Onderbouw
Eerste klas
1. Brugklas voor de adviezen havo en havo/vwo
De school kent een eenjarige brugperiode. Dat wil zeggen dat in de eerste klas leerlingen zitten, die op de basisschool havo of een havo/vwo advies hebben gekregen. De docenten zorgen er met aanvullende opdrachten of extra eisen voor, dat beide niveaus aan bod komen.
Alle leerlingen krijgen dezelfde vakken, uitgezonderd leerlingen van de kunstvooropleidingen. Die volgen een aantal vakken niet. Zie de lessentabel.
Aan het eind van het eerste leerjaar wordt door de school bepaald of de leerling naar de tweede klas kan worden bevorderd. Dat gebeurt aan de hand van vastgestelde bevorderingsnormen.
Afhankelijk van het behaalde aantal punten kan de school besluiten, dat de leerling:
-wordt bevorderd naar 2vwo,
-wordt bevorderd naar 2havo, of
-niet wordt bevorderd en naar lager niveau wordt verwezen.

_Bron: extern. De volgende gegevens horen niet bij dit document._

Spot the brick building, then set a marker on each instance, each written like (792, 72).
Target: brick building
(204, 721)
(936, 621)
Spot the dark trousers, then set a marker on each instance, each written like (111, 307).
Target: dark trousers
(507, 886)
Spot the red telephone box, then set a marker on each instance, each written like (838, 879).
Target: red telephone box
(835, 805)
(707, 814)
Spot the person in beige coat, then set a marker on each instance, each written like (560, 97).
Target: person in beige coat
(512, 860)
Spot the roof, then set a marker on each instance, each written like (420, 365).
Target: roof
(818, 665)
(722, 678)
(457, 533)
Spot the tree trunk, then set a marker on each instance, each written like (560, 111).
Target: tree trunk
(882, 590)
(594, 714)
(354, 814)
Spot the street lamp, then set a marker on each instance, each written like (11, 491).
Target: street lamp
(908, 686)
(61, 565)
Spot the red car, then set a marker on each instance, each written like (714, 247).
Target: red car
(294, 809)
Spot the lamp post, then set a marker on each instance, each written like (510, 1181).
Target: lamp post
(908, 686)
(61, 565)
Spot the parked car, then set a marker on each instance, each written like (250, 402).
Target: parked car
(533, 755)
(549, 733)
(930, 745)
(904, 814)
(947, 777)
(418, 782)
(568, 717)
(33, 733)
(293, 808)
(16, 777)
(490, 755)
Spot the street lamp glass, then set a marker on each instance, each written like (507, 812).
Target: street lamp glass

2. Vwo klas voor advies vwo
Deze leerlingen krijgen les op vwo-niveau en stromen hiermee zoveel mogelijk door naar de 2vwo klas. Dat gebeurt aan de hand van vastgestelde bevorderingsnormen. De leerlingen worden in klas 2 gemengd met de leerlingen uit de 1havo/vwo klassen die naar het vwo gaan.

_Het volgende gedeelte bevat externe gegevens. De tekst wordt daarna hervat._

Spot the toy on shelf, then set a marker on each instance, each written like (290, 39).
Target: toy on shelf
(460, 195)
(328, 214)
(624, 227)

Afhankelijk van het behaalde aantal punten kan de school besluiten, dat de leerling:
-wordt bevorderd naar 2vwo
-wordt bevorderd naar 2havo, of
-niet wordt bevorderd en naar lager niveau wordt verwezen
Tweede klas
In principe gaan alle leerlingen van de eerste klas over naar de tweede. Slechts in uitzonderlijke situaties mag een leerling in de eerste klas doubleren. Als blijkt dat het niveau te hoog is, wordt de leerling bevorderd naar de tweede klas vmbo-tl (voorheen mavo) op het Sweelinck College, of eventueel naar de tweede vmbo-klas van een andere locatie van Zaam Scholengroep.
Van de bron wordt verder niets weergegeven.